Barnard College freshman Tessa Majors “loved many things,” her novelist father wrote in a moving tribute 10 days after her fatal mugging just steps from campus — “but people mostly.”
She loved “rugged nature,” too, grieving dad Inman Majors wrote, and a succession of treasured family cats, and her own widening world, in which, he wrote, she “expected everyone to just get along.”
Majors, 18, was remembered Saturday in her hometown of Charlottesville, Virginia, by 1,000 of those who loved her.
The mourners gathered at her former high school, while in New York police continued to seek the 14-year-old boy who allegedly stabbed her to death in Morningside Park on Dec. 11.
A 13-year-old boy is already in custody, and a third suspect was questioned by cops but ultimately released.
Saturday’s 90-minute memorial was filled, fittingly, with music, as Majors had been an accomplished bass player and songwriter.
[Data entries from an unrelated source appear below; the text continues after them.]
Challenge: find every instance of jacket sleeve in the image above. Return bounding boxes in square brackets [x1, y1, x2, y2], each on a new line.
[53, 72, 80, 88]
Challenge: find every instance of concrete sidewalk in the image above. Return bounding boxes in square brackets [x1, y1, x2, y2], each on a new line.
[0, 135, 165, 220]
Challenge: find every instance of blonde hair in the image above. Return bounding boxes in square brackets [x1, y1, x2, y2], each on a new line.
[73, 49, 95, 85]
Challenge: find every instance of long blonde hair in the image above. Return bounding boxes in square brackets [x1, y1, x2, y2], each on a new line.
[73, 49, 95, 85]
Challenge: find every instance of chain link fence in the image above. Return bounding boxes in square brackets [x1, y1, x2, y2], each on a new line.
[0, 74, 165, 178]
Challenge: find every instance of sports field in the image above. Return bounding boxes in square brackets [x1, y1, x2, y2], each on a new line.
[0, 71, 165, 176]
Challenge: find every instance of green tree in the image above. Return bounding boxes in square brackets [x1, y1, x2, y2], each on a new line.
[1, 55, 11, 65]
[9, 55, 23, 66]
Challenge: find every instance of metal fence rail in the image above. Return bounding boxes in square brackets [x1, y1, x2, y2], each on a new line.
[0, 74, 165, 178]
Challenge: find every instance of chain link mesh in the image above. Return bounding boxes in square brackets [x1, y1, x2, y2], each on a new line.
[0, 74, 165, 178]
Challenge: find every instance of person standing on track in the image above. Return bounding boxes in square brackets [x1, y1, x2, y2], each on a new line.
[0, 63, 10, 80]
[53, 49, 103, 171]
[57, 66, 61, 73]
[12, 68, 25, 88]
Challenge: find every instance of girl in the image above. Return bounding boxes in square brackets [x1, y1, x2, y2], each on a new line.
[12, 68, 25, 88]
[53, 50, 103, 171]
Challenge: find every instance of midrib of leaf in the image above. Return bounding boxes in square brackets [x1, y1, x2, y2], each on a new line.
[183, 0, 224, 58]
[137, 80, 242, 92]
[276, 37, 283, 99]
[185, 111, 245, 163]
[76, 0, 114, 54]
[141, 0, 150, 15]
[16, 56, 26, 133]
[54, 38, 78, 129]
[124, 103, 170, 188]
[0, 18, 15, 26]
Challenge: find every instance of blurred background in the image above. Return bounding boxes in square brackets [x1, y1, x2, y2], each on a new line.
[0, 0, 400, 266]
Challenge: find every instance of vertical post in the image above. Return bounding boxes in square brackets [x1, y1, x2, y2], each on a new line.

One of Majors’ songs, “Prom Queen,” which she wrote for her band Patient Zero was played for the crowd, the teen’s high voice crying out this plaintive lyric: “Remember the night she rose from the sea/ Stood with arms open wide as she walked right past me/ I tried not to mind as she went by/ The freckles on her face, the stars in the sky.”
And, because there were writers present — not just her father, but also the editor of the Augusta Free Press, where she’d interned during her final spring — there were moving words.
“Tess Majors would conquer the world,” the editor, Chris Graham, wrote in his own tribute.
“I wasn’t sure how. Neither, it seemed to me, was she. Maybe it would be music. Maybe she’d write the great American novel.”
One of the most poignant written remembrances at the service was an unsigned piece on the back of the program.
“Tessa Rane Majors arrived on planet Earth on May 11, 2001, and was brought home to a small house in Tullahoma, TN,” it read. “Her family was very, very glad to have her.”
The unsigned piece noted that when Majors was still a baby, “a particular white onesie” made her look like a tiny astronaut.
“Her father would hold Tess in front of a mirror and sing: ‘Future baby, future baby/Goes so good with biscuits and gravy…’
“Then in a deep, mock serious voice like someone narrating Star Wars, he’d intone: ‘One day in the future all babies will be this good.’”
In her father’s tribute, he noted that Tessa’s family members “feel her presence currently more than her absence.”
He also wrote of her great promise, “Hers was a big umbrella, and getting bigger.”